Beiträge

Gott vermissen

Im Ethikunterricht machen wir ein Spiel. „Werte ersteigern“. Als Wert gilt, was einem persönlich wichtig ist. Gesteigert wird in 50€-Schritten. Respekt, Ehrlichkeit, Gerechtigkeit – für alle diese „Werte“ werden hohe Summen geboten. Liebe, Familie, Freundschaft – auch teuer.  Dann kommt „religiöser Glauben“ zur Versteigerung. Abgegeben wird ein Gebot. 50 €. Die Schüler lachen. Klar, jetzt haben sie dem Pfarrer eins ausgewischt. Trotzdem bleibt mir das Lachen im Halse stecken. Dass viele Menschen nicht an Gott glauben, ist mir klar. Ich wünschte nur, sie würden ihn wenigstens vermissen.

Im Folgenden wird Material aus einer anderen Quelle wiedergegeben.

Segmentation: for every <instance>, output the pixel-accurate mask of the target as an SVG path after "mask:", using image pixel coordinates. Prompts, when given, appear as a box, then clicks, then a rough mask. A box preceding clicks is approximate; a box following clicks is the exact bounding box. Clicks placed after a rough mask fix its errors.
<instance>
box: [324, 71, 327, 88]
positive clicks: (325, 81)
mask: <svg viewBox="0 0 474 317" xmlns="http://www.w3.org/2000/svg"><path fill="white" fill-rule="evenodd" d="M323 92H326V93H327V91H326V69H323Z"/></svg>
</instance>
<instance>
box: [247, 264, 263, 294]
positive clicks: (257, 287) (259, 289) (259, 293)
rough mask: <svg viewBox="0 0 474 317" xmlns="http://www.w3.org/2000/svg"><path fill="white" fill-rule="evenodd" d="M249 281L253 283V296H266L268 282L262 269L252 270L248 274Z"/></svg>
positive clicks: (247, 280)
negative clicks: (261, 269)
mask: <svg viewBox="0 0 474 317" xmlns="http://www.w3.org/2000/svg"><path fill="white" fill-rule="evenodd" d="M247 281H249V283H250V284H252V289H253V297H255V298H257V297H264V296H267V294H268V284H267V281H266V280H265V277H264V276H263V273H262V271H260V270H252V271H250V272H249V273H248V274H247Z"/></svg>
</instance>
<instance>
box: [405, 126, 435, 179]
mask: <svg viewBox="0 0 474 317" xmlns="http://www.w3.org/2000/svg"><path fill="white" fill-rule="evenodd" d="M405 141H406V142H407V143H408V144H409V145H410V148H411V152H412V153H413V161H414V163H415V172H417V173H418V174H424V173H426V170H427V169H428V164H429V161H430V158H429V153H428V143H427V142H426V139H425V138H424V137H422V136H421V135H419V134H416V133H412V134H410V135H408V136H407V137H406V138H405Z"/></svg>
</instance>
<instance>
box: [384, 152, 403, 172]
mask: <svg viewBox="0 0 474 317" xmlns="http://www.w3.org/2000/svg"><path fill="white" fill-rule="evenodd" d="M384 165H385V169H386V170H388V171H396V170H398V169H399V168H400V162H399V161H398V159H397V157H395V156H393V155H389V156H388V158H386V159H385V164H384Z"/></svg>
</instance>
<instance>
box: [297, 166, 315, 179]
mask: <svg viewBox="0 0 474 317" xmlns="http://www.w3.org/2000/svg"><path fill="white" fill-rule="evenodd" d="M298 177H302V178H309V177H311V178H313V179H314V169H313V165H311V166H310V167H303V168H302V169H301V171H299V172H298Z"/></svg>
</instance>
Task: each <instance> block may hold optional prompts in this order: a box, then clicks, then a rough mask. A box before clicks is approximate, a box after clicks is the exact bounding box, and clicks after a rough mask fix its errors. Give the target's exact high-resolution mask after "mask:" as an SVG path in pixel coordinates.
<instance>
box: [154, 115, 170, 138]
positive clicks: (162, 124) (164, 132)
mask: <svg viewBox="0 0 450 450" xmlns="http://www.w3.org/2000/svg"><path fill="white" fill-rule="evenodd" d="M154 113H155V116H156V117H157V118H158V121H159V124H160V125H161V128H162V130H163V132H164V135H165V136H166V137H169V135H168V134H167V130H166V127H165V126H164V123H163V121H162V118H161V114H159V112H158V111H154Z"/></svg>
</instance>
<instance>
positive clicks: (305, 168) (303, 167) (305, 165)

„Gott ist tot!“, schrieb Friedrich Nitzsche vor rund 150 Jahren. Und fand das gut. Endlich Schluss mit dem christlichen Glauben und seinen Werten. Endlich Schluss mit Nächstenliebe, mit gnädigem Umgang miteinander, mit Barmherzigkeit, mit unantastbarer Menschenwürde. Endlich Raum für den Übermenschen, der von keiner christlichen Sklavenmoral mehr gefesselt wird.

Was kommt dabei heraus? So etwas wie das KI-Video von Donald Trump, wie er als Pilot eines Kampfjets mit einer Krone auf dem Kopf Gülle auf sein Volk schüttet. Wohlgemerkt, von ihm selbst veröffentlicht. Das ist die Welt, in der kein Wert mehr gilt. Nicht einmal mehr die elementaren Formen des Anstands. Das ist die Welt ohne Glauben.

Ich wünschte, alle die glauben, Gott sei tot, würden ihn wenigstens vermissen.

Gott zu vermissen, ist auch eine Art, mit ihm zu leben.